Le parcours de Marianne commence par un premier miracle. Ou plus précisément un premier drame. Son fils naît sourd. « Tout le monde me disait qu’il ne parlerait jamais. J’ai arrêté ma carrière de cantatrice quelques années pour réveiller ce verbe divin qui sommeillait au fond de lui. Aujourd’hui, il parle parfaitement français, anglais. Cela a été une grande épreuve de grâce. Miracle de l’amour maternel, de l’écoute patiente, de la présence… et du chant ». Ce miracle du chant, cette capacité de la musique à transformer l’être, Marianne l’a mise au service des pauvres. Tout commence par un voyage en Bolivie. C’est minuit à Potosi. « Je suis sortie. Un enfant m’a prise par la main et m’a guidée dans un tunnel où dorment des enfants de la rue ». Marianne y rencontre des enfants esclaves qui travaillent au fond des mines. « Ils dormaient, les uns sur les autres, ils buvaient, ils se droguaient. Quand ils m’ont vue, ils m’ont juste dit : « chante-nous quelque chose ». J’ai chanté en quechua. Puis j’ai entonné un chant de paix en français. Ce soir-là, j’ai compris la puissance du chant ». Marianne va faire s’exprimer ces « enfants sans voix ». Elle va leur donner la seule chose qu’elle possède : le chant. « J’ai tout partagé : musique, danse sacrée. J’ai revalorisé leur culture, chant-souffle, ils fabriquent  eux-mêmes leurs flûtes de pan, leurs instruments traditionnels ». Armée de sa voix et de ses économies, elle va dans les prisons, les villages, sur les ordures, et dans tous les lieux où elle rencontre les plus pauvres d’entre les plus pauvres, les plus marginalisés. La violence est endémique, l’alcool aussi. Voix libres les aide à sortir du cercle vicieux, pour emprunter une autre voie.
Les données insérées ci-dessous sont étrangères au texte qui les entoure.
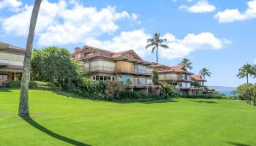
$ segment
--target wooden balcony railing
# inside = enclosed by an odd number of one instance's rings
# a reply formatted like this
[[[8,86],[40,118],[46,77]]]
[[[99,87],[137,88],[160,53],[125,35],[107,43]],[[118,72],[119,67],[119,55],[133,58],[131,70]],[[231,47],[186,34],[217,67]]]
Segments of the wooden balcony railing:
[[[90,68],[85,68],[86,72],[93,72],[93,71],[109,71],[113,72],[126,72],[130,74],[139,74],[146,75],[153,75],[152,72],[146,71],[145,69],[132,69],[127,68],[116,68],[116,67],[109,67],[103,66],[91,66]]]

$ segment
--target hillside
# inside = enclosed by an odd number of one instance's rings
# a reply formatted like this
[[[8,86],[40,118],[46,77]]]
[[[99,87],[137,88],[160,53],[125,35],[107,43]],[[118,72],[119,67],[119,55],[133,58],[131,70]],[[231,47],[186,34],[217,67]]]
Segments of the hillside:
[[[33,90],[31,118],[21,118],[19,93],[0,89],[0,145],[256,145],[256,110],[244,101],[119,103]]]

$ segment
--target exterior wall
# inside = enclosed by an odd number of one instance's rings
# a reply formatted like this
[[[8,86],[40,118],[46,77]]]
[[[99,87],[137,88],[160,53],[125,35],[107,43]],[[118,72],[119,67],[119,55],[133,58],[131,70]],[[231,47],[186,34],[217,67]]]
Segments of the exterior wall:
[[[0,87],[21,74],[23,60],[23,51],[0,48]]]
[[[122,71],[133,71],[135,66],[133,63],[127,62],[124,61],[116,61],[116,69]]]
[[[116,61],[108,57],[108,55],[111,56],[111,54],[101,54],[100,51],[86,50],[76,52],[72,56],[81,61],[83,69],[94,80],[119,80],[124,84],[129,82],[128,91],[144,93],[148,93],[149,91],[151,93],[159,93],[160,86],[153,85],[153,68],[148,65],[148,62],[139,61],[139,64],[136,64],[135,60]],[[138,58],[132,53],[124,55],[133,59]]]

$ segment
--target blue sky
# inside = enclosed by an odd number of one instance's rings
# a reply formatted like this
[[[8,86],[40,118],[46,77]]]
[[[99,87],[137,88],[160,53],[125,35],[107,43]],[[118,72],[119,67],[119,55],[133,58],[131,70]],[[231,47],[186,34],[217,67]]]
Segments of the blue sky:
[[[26,46],[32,3],[0,0],[1,42]],[[133,49],[154,61],[145,40],[160,32],[170,49],[159,50],[159,62],[172,66],[187,58],[193,62],[192,72],[206,67],[212,72],[208,85],[244,83],[245,79],[236,77],[238,70],[256,58],[256,0],[45,0],[42,6],[36,48]]]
Scolarisation, microcrédits et musique, trois piliers pour aider ces familles à construire un autre avenir. « Quand je les ai rencontrés pour la première fois, 3 000 personnes travaillaient en silence dans les ordures. Ils y travaillaient, ils y vivaient, ils en mouraient. De ces ordures sont sortis des leaders. Nicanor est devenu psychologue et a rédigé sa thèse sur la résilience. »
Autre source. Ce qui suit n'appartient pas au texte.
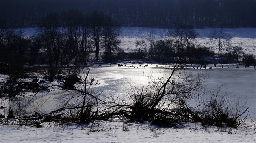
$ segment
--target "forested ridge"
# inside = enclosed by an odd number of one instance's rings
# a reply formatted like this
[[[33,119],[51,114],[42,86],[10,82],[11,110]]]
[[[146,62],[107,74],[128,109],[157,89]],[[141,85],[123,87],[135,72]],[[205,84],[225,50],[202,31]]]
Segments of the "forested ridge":
[[[35,27],[52,12],[94,10],[121,26],[170,28],[177,17],[204,27],[255,27],[256,0],[1,0],[0,19],[9,28]]]

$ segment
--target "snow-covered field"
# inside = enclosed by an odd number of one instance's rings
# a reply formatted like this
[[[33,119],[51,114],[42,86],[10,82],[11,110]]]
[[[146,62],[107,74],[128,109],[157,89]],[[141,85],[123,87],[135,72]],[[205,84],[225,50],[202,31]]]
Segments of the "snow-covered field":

Vingt ans plus tard, Voix libres peut s’enorgueillir d’avoir apporté du bonheur à plus d’un million de personnes, d’avoir donné le jour à 250 infrastructures dont une vingtaine de villages pour les enfants des mines, des rues et des ordures, a fait bénéficier 120 000 personnes de microcrédits sans intérêts (dont 90% alloués à des femmes) qui fonctionnent uniquement sur la base de la confiance réciproque. Voix libres a aussi mis en place, une vingtaine d’entreprises solidaires qui apportent de la richesse localement et exportent un container d’artisanat et de quinoa chaque année pour les amis de l’association.
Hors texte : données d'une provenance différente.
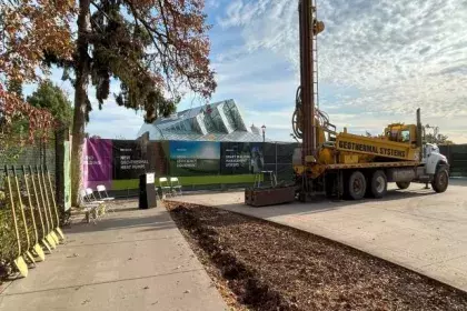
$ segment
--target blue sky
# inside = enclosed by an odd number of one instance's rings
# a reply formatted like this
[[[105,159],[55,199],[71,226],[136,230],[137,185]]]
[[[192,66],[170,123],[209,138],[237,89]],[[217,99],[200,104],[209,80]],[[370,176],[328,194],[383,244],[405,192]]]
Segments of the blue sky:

Et Marianne de nous encourager à suivre notre intuition, à suivre la voie (ou… la voix ?) du cœur. « Si, cette nuit-là, j’avais dit « non » à cet enfant, il n’y aurait pas eu tous ces projets, il n’y aurait pas eu les maisons des enfants martyrisés, il n’y aurait pas eu toutes ces renaissances ». Car c’est bien de la nuit que naît l’aube et c’est bien dans l’ombre qu’on voit le mieux la lumière.